Some or all of the methods may additionally or alternatively be
embodied in specialized computer hardware.
[0115] Conditional language such as, among others, "can," "could,"
or "may," unless specifically stated otherwise, means that certain
examples include, while other examples do not include, certain
features, elements and/or steps. Thus, such conditional language
does not imply that certain features, elements and/or steps are in
any way required for one or more examples or that one or more
examples necessarily include logic for deciding, with or without
user input or prompting, whether certain features, elements and/or
steps are included or are to be performed in any particular
example.
[0116] Conjunctive language such as the phrases "and/or" and "at
least one of X, Y or Z," unless specifically stated otherwise, mean
that an item, term, etc. may be either X, Y, or Z, or a combination
thereof.
[0117] Any routine descriptions, elements or blocks in the flow
diagrams described herein and/or depicted in the attached figures
should be understood as potentially representing modules, segments,
or portions of code that include one or more executable
instructions for implementing specific logical functions or
elements in the routine.
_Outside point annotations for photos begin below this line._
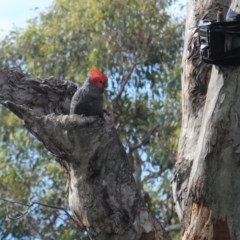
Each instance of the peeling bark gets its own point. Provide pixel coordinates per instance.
(206, 179)
(102, 191)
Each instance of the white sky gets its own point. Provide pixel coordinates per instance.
(15, 13)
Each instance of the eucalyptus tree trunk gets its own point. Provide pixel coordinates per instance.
(102, 191)
(206, 182)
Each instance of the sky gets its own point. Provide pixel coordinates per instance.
(15, 13)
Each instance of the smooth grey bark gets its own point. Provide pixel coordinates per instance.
(102, 191)
(206, 179)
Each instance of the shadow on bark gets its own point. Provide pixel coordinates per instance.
(102, 191)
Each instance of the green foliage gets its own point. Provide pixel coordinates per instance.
(138, 46)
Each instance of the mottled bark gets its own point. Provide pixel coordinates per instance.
(102, 191)
(206, 179)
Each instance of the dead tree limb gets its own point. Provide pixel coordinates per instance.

Alternate implementations are included
within the scope of the examples described herein in which elements
or functions may be deleted, or executed out of order from that
shown or discussed, including substantially synchronously or in
reverse order, depending on the functionality involved as would be
understood by those skilled in the art.
[0118] It should be emphasized that many variations and
modifications may be made to the above-described examples, the
elements of which are to be understood as being among other
acceptable examples. All such modifications and variations are
intended to be included herein within the scope of this disclosure
and protected by the following claims.
* * * * *